Ada banyak cara seorang suami meredakan duka hati istrinya. Teman saya, seorang lelaki yang memiliki kedudukan penting dalam masyarakat, punya cara yang tak biasa namun begitu dalam maknanya.
Setiap kali sang istri larut dalam kesedihan, kecewa, atau diliputi rasa marah terhadap dunia, dia tak langsung menasihati atau menghibur dengan kata-kata manis. Ia justru mengajak istrinya ke rumah sakit.
Bukan untuk berobat. Tapi untuk melihat. Merasakan. Menyaksikan kehidupan dari sisi yang sering kita lupa: penderitaan yang sunyi.
Ia menggandeng tangan istrinya dan berjalan perlahan menyusuri lorong-lorong rumah sakit umum. Di sana, mereka memasuki ruang perawatan kelas biasa.
Tidak ada harum bunga. Tidak ada musik pengantar tidur seperti di rumah sakit mewah.
Yang ada hanyalah aroma campuran antara obat antiseptik, udara lembap, dan napas berat manusia yang menggantung di sela-sela waktu.

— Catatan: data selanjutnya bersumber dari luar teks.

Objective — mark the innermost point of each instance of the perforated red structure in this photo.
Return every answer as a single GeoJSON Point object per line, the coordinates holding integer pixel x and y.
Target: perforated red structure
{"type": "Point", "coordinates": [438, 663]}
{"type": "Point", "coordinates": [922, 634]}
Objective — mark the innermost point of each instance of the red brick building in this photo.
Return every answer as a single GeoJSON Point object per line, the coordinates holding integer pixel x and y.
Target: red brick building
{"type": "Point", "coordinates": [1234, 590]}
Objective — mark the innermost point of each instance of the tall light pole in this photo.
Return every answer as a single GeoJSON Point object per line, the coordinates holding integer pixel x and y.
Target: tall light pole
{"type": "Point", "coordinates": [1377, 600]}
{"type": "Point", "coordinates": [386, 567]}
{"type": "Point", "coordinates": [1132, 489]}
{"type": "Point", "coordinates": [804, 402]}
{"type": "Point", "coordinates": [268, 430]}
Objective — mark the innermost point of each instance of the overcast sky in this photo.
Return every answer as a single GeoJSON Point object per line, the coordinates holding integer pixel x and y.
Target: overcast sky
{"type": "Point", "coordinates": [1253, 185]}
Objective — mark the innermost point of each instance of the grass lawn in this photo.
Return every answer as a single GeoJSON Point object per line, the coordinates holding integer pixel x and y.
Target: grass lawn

Di ruang itu, ada pasien lanjut usia yang dipenuhi selang di kedua lengannya. Di sisi lain, seorang anak kecil terbaring lemah, tubuhnya kurus, dipenuhi bintik merah. Ibunya duduk di lantai, tertidur bersandar di dinding dengan tangan masih menggenggam tangan mungil anaknya.
Di sudut ruang, terdengar erangan pelan seorang pria yang berusaha menahan rasa sakit tanpa ingin mengganggu yang lain. Mesin infus berdetik perlahan, mengalirkan cairan bening yang menyelamatkan hidup, namun tak menjanjikan kesembuhan segera.
Ada tangisan. Ada doa yang dibisikkan lirih. Ada perawat yang berjalan cepat sambil mendorong troli obat, mencoba mengimbangi jumlah pasien yang jauh lebih banyak dari tenaga medis yang tersedia.
Di sinilah, kata teman saya, hati manusia menjadi jernih kembali. Ketika kita melihat ada yang lebih sengsara dari kita. Lebih kesepian, lebih bergantung pada pertolongan orang lain hanya untuk bisa menarik napas esok hari. Kita diingatkan betapa remehnya luka yang kita kira begitu besar.